The analysis of one of these real estate developments, an edge city, in São José do Rio Preto, shows us the emerging of a “city” within the city and indicates the deepening of disparities, in the spatial plan, which might contribute to an urban fragmentation.

Key words: urban spaces, medium-sized cities, urban segregation, urban fragmentation, enclosed residential communities  

A crescente implantação de loteamentos fechados em cidades de diferentes tamanhos, sobretudo nos países latino-americanos, coloca em questão a lógica de estruturação de seus espaços urbanos, marcada pelas relações centro - periferia[*] .

Redefinem-se os conteúdos econômicos, sociais, políticos e culturais do que vinha se conceituando como a “periferia” dessas cidades, pois se mantém a tendência à extensão contínua dos tecidos urbanos, agora combinando, contraditoriamente, diferentes lógicas e formas de produção e apropriação dos espaços urbanos.

De um lado, mantém-se a tendência à implantação de loteamentos privados populares ocupados, sobretudo, pela autoconstrução, e de conjuntos habitacionais e áreas de assentamento urbano, resultantes de investimentos de recursos públicos voltados ao atendimento de demanda habitacional dos mais pobres, demanda essa sempre crescente num país, como o Brasil, em que não houve efetivo crescimento do PIB per capita nos últimos 20 anos.

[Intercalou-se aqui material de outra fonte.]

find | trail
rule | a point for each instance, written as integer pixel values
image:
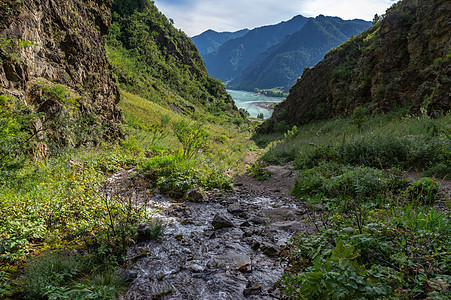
(225, 247)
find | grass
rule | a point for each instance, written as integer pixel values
(381, 237)
(51, 207)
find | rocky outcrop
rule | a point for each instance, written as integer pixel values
(404, 60)
(52, 57)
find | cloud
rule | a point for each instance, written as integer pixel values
(196, 16)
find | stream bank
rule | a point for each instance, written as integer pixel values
(223, 246)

De outro lado, verifica-se o aumento dos interesses fundiários e imobiliários, promovendo a aceleração da expansão territorial urbana, por meio do lançamento de loteamentos voltados aos segmentos de alto e médio poder aquisitivo, muitos deles fechados e com serviços privados de segurança.

Essa sobreposição de lógicas de produção do espaço urbano, que expressam tempos e estratégias diferentes, torna a estruturação das cidades muito mais complexa.

A ampliação do número de loteamentos deve, a nosso ver, ser objeto de atenção, sobretudo a partir das relações que se estabelecem (ou não) entre esses enclaves[1], voltados aos segmentos de alto e médio poder aquisitivo, e a cidade já constituída.

O estudo desse processo em São José do Rio Preto (Estado de São Paulo - Brasil) é significativo, quando se considera que essa é uma cidade de médio porte, e é grande o número de loteamentos fechados lançados em seu mercado imobiliário, nos últimos vinte anos, além de se notar a diversidade de estratégias que buscam apresentar esse produto imobiliário sempre associado a novas “qualidades”.

A localização desses loteamentos na cidade e as formas como, progressivamente, vem, a eles, agregando-se novos valores de consumo e novas práticas socioespaciais que se refletem em alterações no cotidiano urbano, levam-nos a constatar a tendência à constituição de “cidades” dentro e, ao mesmo tempo, fora da cidade já existente.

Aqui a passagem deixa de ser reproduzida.